Monday, 14 September 2021 09:21

Windfarm subsidy cuts having “significant impact” on investment

Windfarm subsidy cuts having “significant impact” on investment

New research from industry body Scottish Renewables has found that the early end to renewables subsidies is already having a “significant impact” on investor confidence and their ability to lend to developers.

Earlier this year, the UK Government announced it is to end the Renewables Obligation (RO) in 2016, rather than the previously-planned 2017.

A survey carried out by EY, on behalf of Scottish Renewables, has found that many of the industry’s concerns have been confirmed and that banks have become reluctant to finance wind farm projects as a result of the support scheme ending.

More than half of the active onshore wind investors questioned said they were not prepared to lend until the UK Energy Bill had received Royal Assent, which is expected next year. This is due to the current political and regulatory risk surrounding the RO, and the lack of guidance on the process.

Michael Rieley, senior policy manager for Scottish Renewables, said: “The UK Government’s decision to remove financial support for some onshore wind farms a year earlier than planned has had a clear and negative impact on the ability of developers to attract finance to their projects.

“Our members have already expressed concern that they were entering an investment hiatus and this survey of lenders would indicate their suspicions are well founded. With the decision to end support a year earlier than planned, around two gigawatts of onshore wind projects in Scotland have been put at risk. These are projects that could bring around £3billion pounds of investment and provide enough generation to meet the equivalent electricity demand of 1.2 million Scottish homes.

“If we are to avoid losing the benefits of this scale of development in Scotland, the UK Government must allow those developers that have already made significant progress with their projects to continue them as part of the RO scheme.”
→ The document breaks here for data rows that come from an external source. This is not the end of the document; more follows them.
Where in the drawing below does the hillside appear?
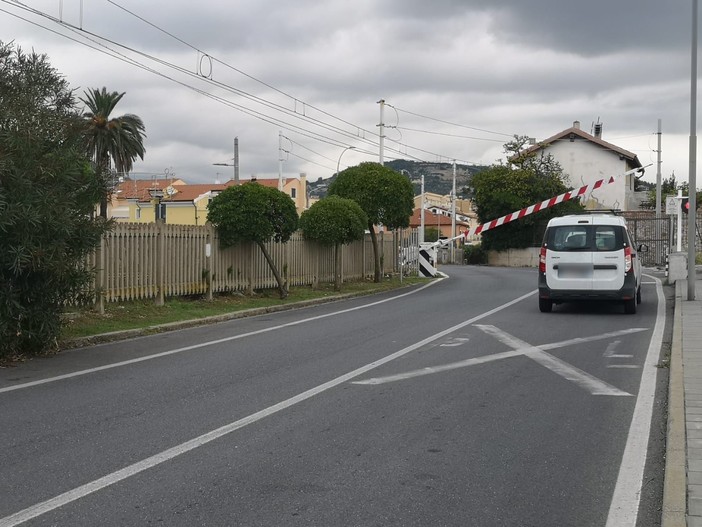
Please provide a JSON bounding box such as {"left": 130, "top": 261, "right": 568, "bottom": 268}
{"left": 307, "top": 160, "right": 488, "bottom": 199}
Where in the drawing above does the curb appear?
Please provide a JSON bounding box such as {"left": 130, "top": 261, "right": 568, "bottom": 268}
{"left": 59, "top": 286, "right": 414, "bottom": 350}
{"left": 662, "top": 280, "right": 686, "bottom": 527}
Matthew Yard, assistant director at EY, added: “The results of the survey indicate that raising project finance for UK onshore wind RO projects has become more complex, more expensive and increasingly difficult since the announcement of the early closure of the RO. Those banks that have indicated they are considering lending to UK onshore wind RO projects are now seeking better terms and some form of mitigation against a situation with no RO revenue.

“As we move closer to the RO accreditation end date, the ongoing uncertainty makes it harder for projects and sponsors to raise senior finance.”